While I didn’t expect this when I began riding my bike I’ve found that biking also builds community. I see and interact with neighbors out walking their dogs or riding their bikes. It also seems to form a topic of conversation with the various merchants I go to, especially since I even ride in the winter.
I don’t just ride for pleasure. I also use the bike for functional trips such as grocery shopping, going to the bank, etc. I’ve found a set of good pannier packs makes my bicycle a working vehicle. You can fit an incredible amount into those with careful packing. The next thing I want is a trailer for my bike, like one of those used for bringing small children around. With a trailer I could bike to the laundry mat or bring larger packages of artwork to my shipper.
As an added bonus the bicycle is cheaper to operate and maintain. It doesn’t use any gas, and my biggest repair bill has been 20 bucks. Every time I go to the nearby town by bike I save $1.14. A trip to the next closest town saves $3.13, and both trips are far more pleasurable to me by bike.
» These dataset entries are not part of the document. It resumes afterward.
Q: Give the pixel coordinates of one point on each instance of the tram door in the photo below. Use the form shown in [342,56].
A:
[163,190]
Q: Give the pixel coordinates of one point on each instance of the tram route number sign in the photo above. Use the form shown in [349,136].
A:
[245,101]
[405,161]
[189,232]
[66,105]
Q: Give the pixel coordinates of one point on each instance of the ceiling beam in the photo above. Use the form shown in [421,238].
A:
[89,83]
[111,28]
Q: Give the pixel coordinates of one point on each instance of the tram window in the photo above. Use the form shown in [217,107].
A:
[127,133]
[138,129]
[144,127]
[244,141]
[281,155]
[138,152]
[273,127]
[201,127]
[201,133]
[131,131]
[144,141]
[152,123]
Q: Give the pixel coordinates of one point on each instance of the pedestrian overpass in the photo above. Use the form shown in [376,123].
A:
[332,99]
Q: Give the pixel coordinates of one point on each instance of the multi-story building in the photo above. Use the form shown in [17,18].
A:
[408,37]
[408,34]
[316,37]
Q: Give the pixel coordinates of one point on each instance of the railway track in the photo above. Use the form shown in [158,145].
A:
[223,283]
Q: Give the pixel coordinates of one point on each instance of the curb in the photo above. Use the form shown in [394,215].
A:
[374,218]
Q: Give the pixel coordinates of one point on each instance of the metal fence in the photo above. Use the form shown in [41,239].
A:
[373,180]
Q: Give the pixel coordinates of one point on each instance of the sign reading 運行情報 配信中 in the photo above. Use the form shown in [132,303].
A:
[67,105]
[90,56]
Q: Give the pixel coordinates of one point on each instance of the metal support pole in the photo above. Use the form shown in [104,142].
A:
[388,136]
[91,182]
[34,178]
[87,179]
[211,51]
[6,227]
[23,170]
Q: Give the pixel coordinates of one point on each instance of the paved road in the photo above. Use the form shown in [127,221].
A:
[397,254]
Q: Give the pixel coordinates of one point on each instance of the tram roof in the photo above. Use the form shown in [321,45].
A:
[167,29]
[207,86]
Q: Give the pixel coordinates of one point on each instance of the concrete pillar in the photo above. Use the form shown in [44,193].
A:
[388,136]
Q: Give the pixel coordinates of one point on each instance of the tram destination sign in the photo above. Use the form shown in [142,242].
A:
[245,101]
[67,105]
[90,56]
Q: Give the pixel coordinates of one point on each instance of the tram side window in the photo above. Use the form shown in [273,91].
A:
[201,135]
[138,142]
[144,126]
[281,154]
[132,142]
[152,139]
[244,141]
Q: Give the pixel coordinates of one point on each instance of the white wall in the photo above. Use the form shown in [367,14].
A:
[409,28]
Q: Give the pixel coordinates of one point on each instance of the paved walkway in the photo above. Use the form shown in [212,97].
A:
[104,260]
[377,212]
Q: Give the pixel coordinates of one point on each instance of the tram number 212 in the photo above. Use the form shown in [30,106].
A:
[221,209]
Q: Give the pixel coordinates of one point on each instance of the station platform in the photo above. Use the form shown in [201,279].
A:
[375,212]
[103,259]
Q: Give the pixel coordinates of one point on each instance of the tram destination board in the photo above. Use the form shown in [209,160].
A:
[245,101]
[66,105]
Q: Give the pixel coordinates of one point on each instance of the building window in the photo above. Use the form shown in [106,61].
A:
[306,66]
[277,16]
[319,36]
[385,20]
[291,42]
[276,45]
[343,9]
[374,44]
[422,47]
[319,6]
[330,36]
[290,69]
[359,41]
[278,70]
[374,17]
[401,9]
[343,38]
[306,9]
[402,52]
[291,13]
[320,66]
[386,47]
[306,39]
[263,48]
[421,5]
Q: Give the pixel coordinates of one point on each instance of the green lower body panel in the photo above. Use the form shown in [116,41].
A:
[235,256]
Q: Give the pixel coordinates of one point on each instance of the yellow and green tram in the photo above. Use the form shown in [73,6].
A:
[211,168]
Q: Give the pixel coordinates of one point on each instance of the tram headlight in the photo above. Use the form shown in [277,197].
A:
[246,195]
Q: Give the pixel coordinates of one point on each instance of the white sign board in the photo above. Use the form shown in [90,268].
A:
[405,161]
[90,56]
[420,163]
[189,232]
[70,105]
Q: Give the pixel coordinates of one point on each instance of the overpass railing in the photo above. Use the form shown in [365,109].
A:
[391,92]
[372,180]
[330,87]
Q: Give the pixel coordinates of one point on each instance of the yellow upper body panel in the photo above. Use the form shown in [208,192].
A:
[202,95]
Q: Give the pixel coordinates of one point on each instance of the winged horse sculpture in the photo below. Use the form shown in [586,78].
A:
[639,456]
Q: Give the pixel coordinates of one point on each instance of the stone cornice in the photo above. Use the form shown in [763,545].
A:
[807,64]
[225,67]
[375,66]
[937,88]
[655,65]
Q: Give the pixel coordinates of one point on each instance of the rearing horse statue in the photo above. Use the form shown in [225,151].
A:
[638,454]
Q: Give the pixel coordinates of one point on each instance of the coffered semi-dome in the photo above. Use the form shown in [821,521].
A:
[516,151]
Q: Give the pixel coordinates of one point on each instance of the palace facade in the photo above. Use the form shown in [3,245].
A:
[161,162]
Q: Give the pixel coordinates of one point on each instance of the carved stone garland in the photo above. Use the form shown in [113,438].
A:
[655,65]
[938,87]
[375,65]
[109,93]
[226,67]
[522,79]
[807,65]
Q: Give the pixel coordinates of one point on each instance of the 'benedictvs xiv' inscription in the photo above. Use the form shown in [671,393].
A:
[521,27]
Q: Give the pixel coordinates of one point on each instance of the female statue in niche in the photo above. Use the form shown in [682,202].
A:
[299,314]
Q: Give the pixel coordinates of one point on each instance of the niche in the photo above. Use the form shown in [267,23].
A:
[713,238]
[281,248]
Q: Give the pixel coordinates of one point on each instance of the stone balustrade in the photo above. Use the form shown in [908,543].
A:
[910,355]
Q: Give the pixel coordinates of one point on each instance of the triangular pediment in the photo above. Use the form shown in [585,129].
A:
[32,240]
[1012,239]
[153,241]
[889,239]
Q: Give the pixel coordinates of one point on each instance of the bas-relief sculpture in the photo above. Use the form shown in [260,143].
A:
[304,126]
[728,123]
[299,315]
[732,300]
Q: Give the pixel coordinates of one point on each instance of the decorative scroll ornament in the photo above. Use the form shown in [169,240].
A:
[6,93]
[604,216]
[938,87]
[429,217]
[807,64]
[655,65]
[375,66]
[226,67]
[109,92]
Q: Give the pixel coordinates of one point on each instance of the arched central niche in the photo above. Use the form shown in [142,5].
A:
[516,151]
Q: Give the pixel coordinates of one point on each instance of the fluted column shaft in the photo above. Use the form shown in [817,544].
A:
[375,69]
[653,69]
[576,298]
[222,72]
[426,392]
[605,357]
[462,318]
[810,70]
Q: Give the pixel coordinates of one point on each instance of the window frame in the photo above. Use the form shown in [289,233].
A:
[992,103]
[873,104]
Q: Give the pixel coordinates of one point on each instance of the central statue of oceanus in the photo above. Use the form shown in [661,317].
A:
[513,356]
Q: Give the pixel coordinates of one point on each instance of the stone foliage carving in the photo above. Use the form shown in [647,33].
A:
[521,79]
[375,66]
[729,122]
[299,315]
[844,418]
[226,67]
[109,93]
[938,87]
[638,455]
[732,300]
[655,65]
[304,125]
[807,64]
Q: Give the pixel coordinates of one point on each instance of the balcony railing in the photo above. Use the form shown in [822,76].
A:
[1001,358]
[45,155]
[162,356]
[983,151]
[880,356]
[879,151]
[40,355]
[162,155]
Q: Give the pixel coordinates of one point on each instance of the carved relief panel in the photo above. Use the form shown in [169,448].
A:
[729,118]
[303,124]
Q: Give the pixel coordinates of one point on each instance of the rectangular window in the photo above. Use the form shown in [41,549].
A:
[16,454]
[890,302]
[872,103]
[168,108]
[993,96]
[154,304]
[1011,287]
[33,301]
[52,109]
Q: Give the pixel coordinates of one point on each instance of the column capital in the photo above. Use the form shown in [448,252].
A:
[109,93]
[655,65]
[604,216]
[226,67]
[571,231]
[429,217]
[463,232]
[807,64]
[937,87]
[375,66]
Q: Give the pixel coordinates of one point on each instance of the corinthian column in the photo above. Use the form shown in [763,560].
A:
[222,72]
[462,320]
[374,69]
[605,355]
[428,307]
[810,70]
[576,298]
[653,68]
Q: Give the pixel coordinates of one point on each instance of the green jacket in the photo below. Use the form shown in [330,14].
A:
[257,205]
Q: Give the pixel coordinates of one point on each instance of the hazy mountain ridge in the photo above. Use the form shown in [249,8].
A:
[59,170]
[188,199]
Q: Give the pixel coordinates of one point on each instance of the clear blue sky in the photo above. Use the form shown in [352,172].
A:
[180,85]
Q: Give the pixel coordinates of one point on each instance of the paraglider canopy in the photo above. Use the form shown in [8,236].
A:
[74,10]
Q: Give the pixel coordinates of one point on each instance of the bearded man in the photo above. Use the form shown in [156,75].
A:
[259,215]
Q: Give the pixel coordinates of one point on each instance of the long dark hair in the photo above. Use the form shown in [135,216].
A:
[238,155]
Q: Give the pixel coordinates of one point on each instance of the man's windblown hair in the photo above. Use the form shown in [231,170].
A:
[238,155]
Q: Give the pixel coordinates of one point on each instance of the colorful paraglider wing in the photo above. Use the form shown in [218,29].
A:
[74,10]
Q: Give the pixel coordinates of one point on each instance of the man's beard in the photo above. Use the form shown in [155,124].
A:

Is transportation a major expense in your life? Have you seriously considered what other options are available to you and how these options fit your desired life? Is an older, smaller, fuel-efficient car a better option? Could you carpool? Are you fortunate enough to have functional public transportation? Can you walk, bike, roller blade, etc.? As I said in the beginning, tackling the largest expenses in your life can mean the greatest lifestyle alterations, but those alterations could be helping you fulfill your greatest desires.